Durante a prova foi interessante. No primeiro jogo o nervosismo estava muito alto, muita ansiedade e coração palpitando forte. Um pouco de tremedeira nas pernas e nas mãos. Notava que essa tremedeira atrapalhava meu jogo. Me sentia travado, sem que pudesse executar os movimentos da forma correta. Percebi claramente que perdi pontos por conta dessa instabilidade, o que me fez pensar mais na limitação e ficar ainda mais nervoso. Esse padrão se manteve nos dois primeiros jogos de grupo. No jogo eliminatório, meu primeiro tempo foi ainda mais nervoso. A sensação de ansiedade era muito forte. Alguns pontos eu sequer me lembro dos movimentos realizados. Ao sentar no intervalo, ouvi as instruções do Baldin. Algumas entraram na minha cabeça, mas acho que a maioria não. Comecei o segundo tempo mais lento, tentando observar melhor o jogo. Fui bem melhor. Os pontos foram saindo e fui me acalmando mais. Notei bem mais as jogadas e pude inclusive questionar o árbitro em alguns pontos. Parei em alguns momentos para respirar, isso me ajudou muito.
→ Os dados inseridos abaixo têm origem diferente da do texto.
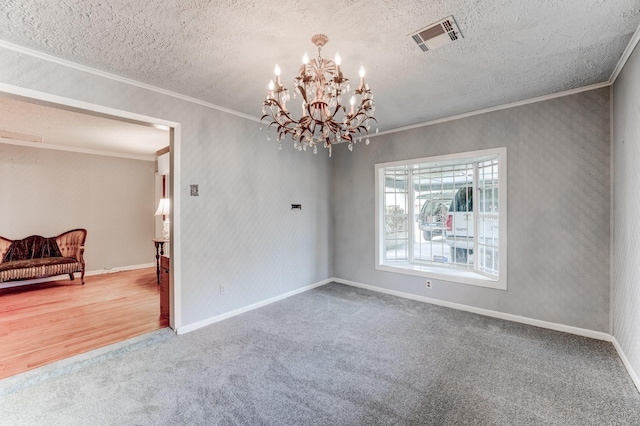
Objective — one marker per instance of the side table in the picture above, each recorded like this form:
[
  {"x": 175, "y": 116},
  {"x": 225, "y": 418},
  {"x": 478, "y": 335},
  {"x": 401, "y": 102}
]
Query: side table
[{"x": 159, "y": 243}]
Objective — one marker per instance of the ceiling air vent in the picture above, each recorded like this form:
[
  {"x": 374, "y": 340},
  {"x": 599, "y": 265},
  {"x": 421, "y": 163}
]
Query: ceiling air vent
[{"x": 437, "y": 35}]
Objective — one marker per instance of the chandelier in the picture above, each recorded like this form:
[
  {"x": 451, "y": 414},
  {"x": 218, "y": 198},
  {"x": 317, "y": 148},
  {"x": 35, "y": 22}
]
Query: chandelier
[{"x": 324, "y": 119}]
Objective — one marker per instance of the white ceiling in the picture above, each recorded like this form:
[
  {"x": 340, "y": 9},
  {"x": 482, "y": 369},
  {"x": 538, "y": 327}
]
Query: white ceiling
[
  {"x": 24, "y": 123},
  {"x": 223, "y": 52}
]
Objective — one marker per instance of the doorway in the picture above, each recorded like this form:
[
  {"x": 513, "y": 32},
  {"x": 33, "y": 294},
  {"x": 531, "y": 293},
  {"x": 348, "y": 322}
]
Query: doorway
[{"x": 173, "y": 131}]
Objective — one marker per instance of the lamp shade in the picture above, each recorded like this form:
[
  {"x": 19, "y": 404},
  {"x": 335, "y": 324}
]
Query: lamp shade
[{"x": 163, "y": 207}]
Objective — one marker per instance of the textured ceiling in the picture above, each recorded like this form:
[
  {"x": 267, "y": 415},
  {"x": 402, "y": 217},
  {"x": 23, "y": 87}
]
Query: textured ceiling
[
  {"x": 22, "y": 121},
  {"x": 223, "y": 52}
]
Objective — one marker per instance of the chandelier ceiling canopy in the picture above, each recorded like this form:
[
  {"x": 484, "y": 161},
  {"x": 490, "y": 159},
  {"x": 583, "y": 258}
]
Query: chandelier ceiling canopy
[{"x": 324, "y": 119}]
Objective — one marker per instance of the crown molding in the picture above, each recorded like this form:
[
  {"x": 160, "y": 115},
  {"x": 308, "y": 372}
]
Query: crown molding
[{"x": 115, "y": 77}]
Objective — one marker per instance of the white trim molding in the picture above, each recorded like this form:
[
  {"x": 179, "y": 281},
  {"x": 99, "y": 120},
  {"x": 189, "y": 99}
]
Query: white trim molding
[
  {"x": 227, "y": 315},
  {"x": 486, "y": 312},
  {"x": 627, "y": 364},
  {"x": 9, "y": 284},
  {"x": 64, "y": 62}
]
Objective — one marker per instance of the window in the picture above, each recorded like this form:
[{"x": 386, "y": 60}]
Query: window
[{"x": 444, "y": 217}]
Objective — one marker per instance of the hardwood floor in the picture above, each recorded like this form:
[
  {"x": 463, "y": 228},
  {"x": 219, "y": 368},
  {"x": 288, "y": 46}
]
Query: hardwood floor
[{"x": 43, "y": 323}]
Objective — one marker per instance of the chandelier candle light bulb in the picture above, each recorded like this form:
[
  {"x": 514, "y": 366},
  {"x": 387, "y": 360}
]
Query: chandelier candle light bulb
[{"x": 324, "y": 119}]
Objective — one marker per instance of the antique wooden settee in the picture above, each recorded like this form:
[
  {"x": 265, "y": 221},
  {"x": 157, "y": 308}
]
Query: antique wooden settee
[{"x": 37, "y": 257}]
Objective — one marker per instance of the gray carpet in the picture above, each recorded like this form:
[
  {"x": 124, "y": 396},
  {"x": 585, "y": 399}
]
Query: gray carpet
[{"x": 335, "y": 355}]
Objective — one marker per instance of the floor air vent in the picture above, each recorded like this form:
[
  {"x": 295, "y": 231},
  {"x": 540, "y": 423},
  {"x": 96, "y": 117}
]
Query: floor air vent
[{"x": 437, "y": 35}]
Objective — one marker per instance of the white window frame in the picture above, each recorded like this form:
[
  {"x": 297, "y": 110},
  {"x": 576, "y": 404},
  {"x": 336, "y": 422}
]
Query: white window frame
[{"x": 443, "y": 272}]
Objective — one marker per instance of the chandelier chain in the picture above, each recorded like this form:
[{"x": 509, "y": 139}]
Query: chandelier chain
[{"x": 324, "y": 119}]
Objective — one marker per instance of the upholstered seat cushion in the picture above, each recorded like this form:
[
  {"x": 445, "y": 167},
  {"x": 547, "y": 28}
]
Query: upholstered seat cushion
[
  {"x": 32, "y": 263},
  {"x": 33, "y": 247}
]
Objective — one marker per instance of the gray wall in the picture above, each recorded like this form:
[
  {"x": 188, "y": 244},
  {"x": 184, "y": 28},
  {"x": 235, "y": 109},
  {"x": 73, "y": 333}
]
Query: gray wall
[
  {"x": 626, "y": 210},
  {"x": 558, "y": 202},
  {"x": 48, "y": 192},
  {"x": 240, "y": 231}
]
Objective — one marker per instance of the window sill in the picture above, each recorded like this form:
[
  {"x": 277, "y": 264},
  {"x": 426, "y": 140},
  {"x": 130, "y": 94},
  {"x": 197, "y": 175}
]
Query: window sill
[{"x": 452, "y": 275}]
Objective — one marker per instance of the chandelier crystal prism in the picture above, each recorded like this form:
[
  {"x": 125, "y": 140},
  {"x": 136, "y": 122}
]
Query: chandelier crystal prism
[{"x": 324, "y": 119}]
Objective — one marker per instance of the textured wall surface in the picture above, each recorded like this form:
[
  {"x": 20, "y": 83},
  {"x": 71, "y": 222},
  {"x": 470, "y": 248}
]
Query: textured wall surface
[
  {"x": 558, "y": 199},
  {"x": 240, "y": 231},
  {"x": 626, "y": 211},
  {"x": 48, "y": 192}
]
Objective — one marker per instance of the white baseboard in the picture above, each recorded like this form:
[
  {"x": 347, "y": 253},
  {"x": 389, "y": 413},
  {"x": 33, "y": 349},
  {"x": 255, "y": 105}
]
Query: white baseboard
[
  {"x": 487, "y": 312},
  {"x": 9, "y": 284},
  {"x": 627, "y": 364},
  {"x": 217, "y": 318}
]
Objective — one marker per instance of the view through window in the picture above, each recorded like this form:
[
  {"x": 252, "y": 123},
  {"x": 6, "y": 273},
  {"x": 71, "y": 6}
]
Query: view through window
[{"x": 444, "y": 214}]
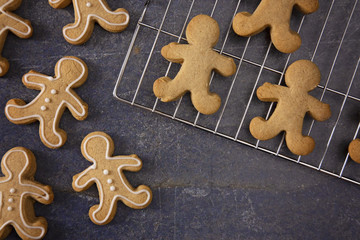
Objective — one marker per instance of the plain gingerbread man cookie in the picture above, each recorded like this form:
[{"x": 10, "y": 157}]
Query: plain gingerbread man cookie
[
  {"x": 17, "y": 192},
  {"x": 107, "y": 173},
  {"x": 87, "y": 12},
  {"x": 198, "y": 59},
  {"x": 56, "y": 94},
  {"x": 293, "y": 102},
  {"x": 274, "y": 14},
  {"x": 11, "y": 22},
  {"x": 354, "y": 150}
]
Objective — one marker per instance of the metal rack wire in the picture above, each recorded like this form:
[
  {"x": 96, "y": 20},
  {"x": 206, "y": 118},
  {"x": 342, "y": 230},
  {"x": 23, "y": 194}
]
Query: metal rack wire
[{"x": 330, "y": 157}]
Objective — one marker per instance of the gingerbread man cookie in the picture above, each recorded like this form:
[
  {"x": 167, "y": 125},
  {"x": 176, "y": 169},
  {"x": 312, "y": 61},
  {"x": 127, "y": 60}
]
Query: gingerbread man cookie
[
  {"x": 56, "y": 95},
  {"x": 11, "y": 22},
  {"x": 198, "y": 59},
  {"x": 17, "y": 192},
  {"x": 354, "y": 150},
  {"x": 107, "y": 173},
  {"x": 293, "y": 102},
  {"x": 274, "y": 14},
  {"x": 87, "y": 12}
]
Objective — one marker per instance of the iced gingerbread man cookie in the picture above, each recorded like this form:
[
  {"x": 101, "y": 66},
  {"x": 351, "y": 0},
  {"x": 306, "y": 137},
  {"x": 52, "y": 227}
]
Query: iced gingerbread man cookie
[
  {"x": 354, "y": 150},
  {"x": 107, "y": 173},
  {"x": 198, "y": 59},
  {"x": 87, "y": 12},
  {"x": 17, "y": 192},
  {"x": 56, "y": 94},
  {"x": 293, "y": 102},
  {"x": 13, "y": 23},
  {"x": 274, "y": 14}
]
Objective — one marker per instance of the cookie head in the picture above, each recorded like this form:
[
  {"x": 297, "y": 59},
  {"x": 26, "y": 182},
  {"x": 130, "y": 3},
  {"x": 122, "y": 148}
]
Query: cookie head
[
  {"x": 97, "y": 145},
  {"x": 303, "y": 74},
  {"x": 203, "y": 30}
]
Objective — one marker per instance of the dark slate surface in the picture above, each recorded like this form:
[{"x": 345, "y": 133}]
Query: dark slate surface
[{"x": 204, "y": 187}]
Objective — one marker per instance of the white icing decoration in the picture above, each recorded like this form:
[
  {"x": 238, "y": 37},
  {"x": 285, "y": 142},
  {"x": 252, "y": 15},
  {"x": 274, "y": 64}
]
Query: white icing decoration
[
  {"x": 61, "y": 140},
  {"x": 75, "y": 2},
  {"x": 101, "y": 192},
  {"x": 46, "y": 197},
  {"x": 15, "y": 19}
]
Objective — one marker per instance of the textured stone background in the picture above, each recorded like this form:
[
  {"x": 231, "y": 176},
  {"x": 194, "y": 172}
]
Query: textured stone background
[{"x": 204, "y": 187}]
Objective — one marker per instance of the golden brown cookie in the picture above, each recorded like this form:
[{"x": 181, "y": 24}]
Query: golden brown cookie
[
  {"x": 107, "y": 173},
  {"x": 293, "y": 102},
  {"x": 11, "y": 22},
  {"x": 56, "y": 94},
  {"x": 354, "y": 150},
  {"x": 87, "y": 12},
  {"x": 198, "y": 59},
  {"x": 18, "y": 190},
  {"x": 274, "y": 14}
]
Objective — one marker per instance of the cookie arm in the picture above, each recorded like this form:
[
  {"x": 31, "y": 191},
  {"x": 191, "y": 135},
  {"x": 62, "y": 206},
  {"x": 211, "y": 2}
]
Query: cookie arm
[
  {"x": 76, "y": 106},
  {"x": 318, "y": 110},
  {"x": 39, "y": 192},
  {"x": 173, "y": 52},
  {"x": 35, "y": 80},
  {"x": 224, "y": 65},
  {"x": 269, "y": 92}
]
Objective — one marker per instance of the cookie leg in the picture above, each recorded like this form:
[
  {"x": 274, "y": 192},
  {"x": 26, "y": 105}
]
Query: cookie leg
[
  {"x": 299, "y": 144},
  {"x": 168, "y": 90},
  {"x": 284, "y": 39},
  {"x": 245, "y": 24},
  {"x": 264, "y": 130},
  {"x": 17, "y": 112},
  {"x": 354, "y": 150},
  {"x": 28, "y": 230},
  {"x": 80, "y": 31},
  {"x": 102, "y": 214},
  {"x": 205, "y": 102},
  {"x": 113, "y": 21},
  {"x": 50, "y": 134}
]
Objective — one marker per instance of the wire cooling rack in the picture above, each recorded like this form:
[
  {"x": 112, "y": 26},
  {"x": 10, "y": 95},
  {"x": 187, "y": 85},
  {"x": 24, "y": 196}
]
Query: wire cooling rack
[{"x": 331, "y": 39}]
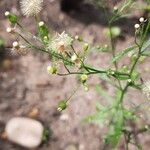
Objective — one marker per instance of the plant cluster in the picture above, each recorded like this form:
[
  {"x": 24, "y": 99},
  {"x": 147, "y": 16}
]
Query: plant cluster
[{"x": 61, "y": 49}]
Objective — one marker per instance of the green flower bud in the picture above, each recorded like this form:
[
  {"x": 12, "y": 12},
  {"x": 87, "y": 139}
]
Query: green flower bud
[
  {"x": 62, "y": 105},
  {"x": 51, "y": 70}
]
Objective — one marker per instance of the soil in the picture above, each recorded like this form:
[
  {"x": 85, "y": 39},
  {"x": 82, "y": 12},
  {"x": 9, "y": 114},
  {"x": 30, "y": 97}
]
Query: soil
[{"x": 25, "y": 85}]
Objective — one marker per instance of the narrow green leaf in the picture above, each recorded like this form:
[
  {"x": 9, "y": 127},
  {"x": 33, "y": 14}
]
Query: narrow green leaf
[{"x": 123, "y": 53}]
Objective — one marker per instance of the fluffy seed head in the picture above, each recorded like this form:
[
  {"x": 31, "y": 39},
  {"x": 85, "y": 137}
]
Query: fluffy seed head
[
  {"x": 60, "y": 43},
  {"x": 10, "y": 30},
  {"x": 73, "y": 57},
  {"x": 51, "y": 70},
  {"x": 31, "y": 7},
  {"x": 15, "y": 44},
  {"x": 41, "y": 23}
]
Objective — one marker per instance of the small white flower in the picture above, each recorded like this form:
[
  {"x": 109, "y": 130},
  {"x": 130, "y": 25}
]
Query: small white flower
[
  {"x": 60, "y": 43},
  {"x": 146, "y": 89},
  {"x": 31, "y": 7},
  {"x": 18, "y": 49},
  {"x": 136, "y": 26}
]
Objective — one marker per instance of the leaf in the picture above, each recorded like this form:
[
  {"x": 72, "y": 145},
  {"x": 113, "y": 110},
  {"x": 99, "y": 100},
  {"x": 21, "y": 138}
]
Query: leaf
[
  {"x": 103, "y": 93},
  {"x": 146, "y": 45},
  {"x": 115, "y": 129},
  {"x": 123, "y": 53}
]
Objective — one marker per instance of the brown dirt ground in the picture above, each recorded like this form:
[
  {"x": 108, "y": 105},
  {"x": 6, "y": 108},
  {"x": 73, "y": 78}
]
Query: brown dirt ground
[{"x": 26, "y": 84}]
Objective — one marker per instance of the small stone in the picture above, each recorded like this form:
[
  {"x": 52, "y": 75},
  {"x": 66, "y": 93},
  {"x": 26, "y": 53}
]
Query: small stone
[{"x": 24, "y": 132}]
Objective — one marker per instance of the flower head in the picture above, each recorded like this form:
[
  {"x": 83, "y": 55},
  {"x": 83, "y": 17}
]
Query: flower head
[
  {"x": 31, "y": 7},
  {"x": 60, "y": 42},
  {"x": 18, "y": 49}
]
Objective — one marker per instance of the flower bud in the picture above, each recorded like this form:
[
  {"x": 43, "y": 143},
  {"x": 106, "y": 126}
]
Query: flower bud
[
  {"x": 79, "y": 38},
  {"x": 61, "y": 46},
  {"x": 51, "y": 70},
  {"x": 62, "y": 105}
]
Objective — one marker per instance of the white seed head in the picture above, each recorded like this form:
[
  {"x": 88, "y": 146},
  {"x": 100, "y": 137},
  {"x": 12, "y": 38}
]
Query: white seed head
[
  {"x": 7, "y": 13},
  {"x": 15, "y": 44},
  {"x": 84, "y": 77},
  {"x": 73, "y": 57},
  {"x": 141, "y": 19},
  {"x": 31, "y": 7},
  {"x": 60, "y": 43},
  {"x": 41, "y": 23},
  {"x": 136, "y": 26}
]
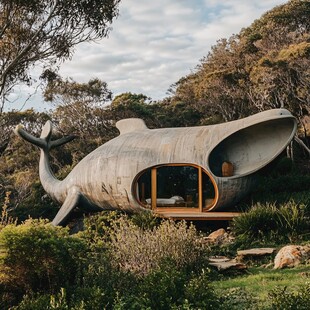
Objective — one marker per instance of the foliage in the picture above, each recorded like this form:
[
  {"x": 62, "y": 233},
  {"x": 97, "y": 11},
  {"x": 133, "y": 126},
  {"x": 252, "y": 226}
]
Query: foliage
[
  {"x": 237, "y": 298},
  {"x": 46, "y": 32},
  {"x": 141, "y": 251},
  {"x": 284, "y": 299},
  {"x": 265, "y": 66},
  {"x": 35, "y": 256},
  {"x": 265, "y": 223}
]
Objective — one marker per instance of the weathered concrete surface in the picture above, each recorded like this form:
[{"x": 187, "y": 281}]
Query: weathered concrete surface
[{"x": 105, "y": 178}]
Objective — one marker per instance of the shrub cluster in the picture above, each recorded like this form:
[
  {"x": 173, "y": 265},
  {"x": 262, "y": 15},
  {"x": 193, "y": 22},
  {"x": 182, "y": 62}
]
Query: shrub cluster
[
  {"x": 268, "y": 222},
  {"x": 112, "y": 264}
]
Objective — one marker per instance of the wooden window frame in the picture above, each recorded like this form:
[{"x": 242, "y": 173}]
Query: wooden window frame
[{"x": 200, "y": 208}]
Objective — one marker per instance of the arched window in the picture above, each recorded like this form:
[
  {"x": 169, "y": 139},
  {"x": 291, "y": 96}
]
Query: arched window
[{"x": 177, "y": 186}]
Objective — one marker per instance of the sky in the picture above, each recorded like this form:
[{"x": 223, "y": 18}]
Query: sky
[{"x": 152, "y": 44}]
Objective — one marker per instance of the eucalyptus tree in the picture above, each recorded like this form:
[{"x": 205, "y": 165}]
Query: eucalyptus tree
[
  {"x": 265, "y": 66},
  {"x": 46, "y": 32}
]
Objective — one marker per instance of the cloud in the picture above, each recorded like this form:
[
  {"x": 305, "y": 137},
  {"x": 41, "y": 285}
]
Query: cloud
[{"x": 155, "y": 43}]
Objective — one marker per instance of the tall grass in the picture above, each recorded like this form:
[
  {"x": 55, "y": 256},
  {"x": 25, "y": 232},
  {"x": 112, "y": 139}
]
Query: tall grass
[{"x": 265, "y": 223}]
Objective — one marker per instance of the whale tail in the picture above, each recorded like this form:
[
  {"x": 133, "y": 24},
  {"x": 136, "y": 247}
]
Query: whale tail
[{"x": 44, "y": 142}]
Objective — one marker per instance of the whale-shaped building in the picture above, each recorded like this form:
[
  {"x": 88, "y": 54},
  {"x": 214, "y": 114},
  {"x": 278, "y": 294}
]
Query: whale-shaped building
[{"x": 189, "y": 170}]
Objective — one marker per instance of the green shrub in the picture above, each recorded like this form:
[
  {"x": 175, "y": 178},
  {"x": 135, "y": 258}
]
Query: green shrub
[
  {"x": 140, "y": 251},
  {"x": 237, "y": 298},
  {"x": 169, "y": 287},
  {"x": 298, "y": 299},
  {"x": 269, "y": 223},
  {"x": 37, "y": 256}
]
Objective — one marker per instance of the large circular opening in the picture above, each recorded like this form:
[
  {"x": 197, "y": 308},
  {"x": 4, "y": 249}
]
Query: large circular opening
[{"x": 250, "y": 149}]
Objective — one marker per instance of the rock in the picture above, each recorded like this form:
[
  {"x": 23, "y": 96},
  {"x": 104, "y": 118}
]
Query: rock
[
  {"x": 291, "y": 256},
  {"x": 219, "y": 237},
  {"x": 217, "y": 234},
  {"x": 223, "y": 263},
  {"x": 256, "y": 252}
]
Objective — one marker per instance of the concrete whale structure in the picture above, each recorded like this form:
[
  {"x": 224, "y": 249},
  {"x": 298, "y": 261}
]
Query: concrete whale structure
[{"x": 192, "y": 170}]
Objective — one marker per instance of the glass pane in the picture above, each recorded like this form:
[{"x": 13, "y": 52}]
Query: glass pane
[
  {"x": 208, "y": 192},
  {"x": 177, "y": 186},
  {"x": 144, "y": 188}
]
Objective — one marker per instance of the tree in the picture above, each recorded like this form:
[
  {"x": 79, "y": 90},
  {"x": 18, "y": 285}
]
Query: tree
[
  {"x": 265, "y": 66},
  {"x": 46, "y": 32}
]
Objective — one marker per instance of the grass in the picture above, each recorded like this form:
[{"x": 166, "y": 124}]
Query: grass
[{"x": 259, "y": 281}]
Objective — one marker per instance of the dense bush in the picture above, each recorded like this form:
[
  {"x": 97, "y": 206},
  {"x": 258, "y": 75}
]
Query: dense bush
[
  {"x": 37, "y": 256},
  {"x": 140, "y": 251},
  {"x": 268, "y": 223},
  {"x": 284, "y": 299}
]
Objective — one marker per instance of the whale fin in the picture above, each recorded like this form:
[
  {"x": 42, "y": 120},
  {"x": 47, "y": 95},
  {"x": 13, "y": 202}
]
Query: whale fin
[
  {"x": 44, "y": 142},
  {"x": 71, "y": 201}
]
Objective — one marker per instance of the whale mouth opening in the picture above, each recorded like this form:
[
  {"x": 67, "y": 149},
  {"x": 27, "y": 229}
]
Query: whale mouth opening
[{"x": 251, "y": 148}]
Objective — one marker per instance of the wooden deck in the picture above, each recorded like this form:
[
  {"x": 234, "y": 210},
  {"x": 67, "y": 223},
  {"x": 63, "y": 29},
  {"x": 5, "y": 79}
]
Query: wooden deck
[{"x": 201, "y": 216}]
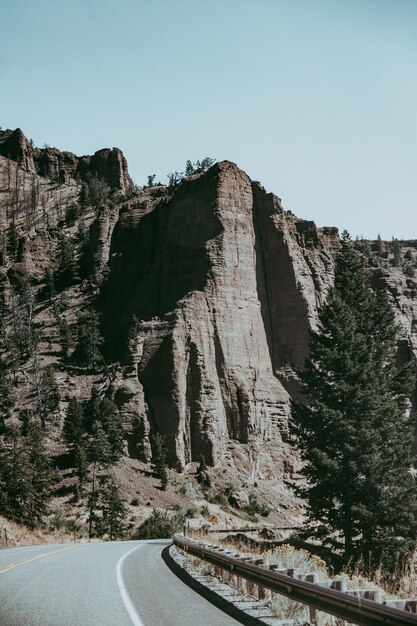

No último ponto um movimento incorreto, finalmente sentia que o movimento era consciente. Um pouco tarde para obter consciência de tudo, fim de campeonato 😬

Após o fim um grande vazio. Nesse momento a amígdala deve ter reduzido a atividade e as glândulas responsáveis pela produção de noradrenalina e cortisol finalmente relaxaram. As conexões neurais possivelmente entraram em inibição, sistema simpático foi dando espaço ao parassimpático e o córtex frontal foi tomando controle de tudo. Ainda não conseguia relaxar, mas ia tentando entender um pouco melhor tudo que tinha acontecido. Aos poucos ia lembrando do que conseguia. De qualquer forma, a dopamina gerada pelos bons pontos que fiz no final do último jogo começava a esvaziar e parecia dar uma sensação de leve depressão. Já acabou? Sim, tudo muito intenso, mas muito produtivo. De novo me senti vivo, muito vivo. Com muita reflexão vou aprendendo e entendendo aos poucos as maravilhas desse esporte. Aos poucos vou conhecendo meu corpo melhor, como reajo as situações. Aos poucos vou tentando resolver os desafios que minha mente me coloca. E a cada experiência desse tipo, agradeço à Deus pela minha passagem aqui.

O saldo, além de me aprofundar no autoconhecimento, a qual considero uma das maiores ferramentas que temos para nos tornarmos melhores, foi ter conhecido pessoas novas. Pessoas incríveis, divertidas e interessantes. Espero ter feito novos amigos, amigos que completem a minha vida como os amigos da Baldin Esgrima.

Obrigado Pedro por ter me apresentado à Esgrima e ao Sabre como arma de jogo. Obrigado Thásia por sempre estar do meu lado e me aguentar nos meus momentos mais estressados! Amo vocês!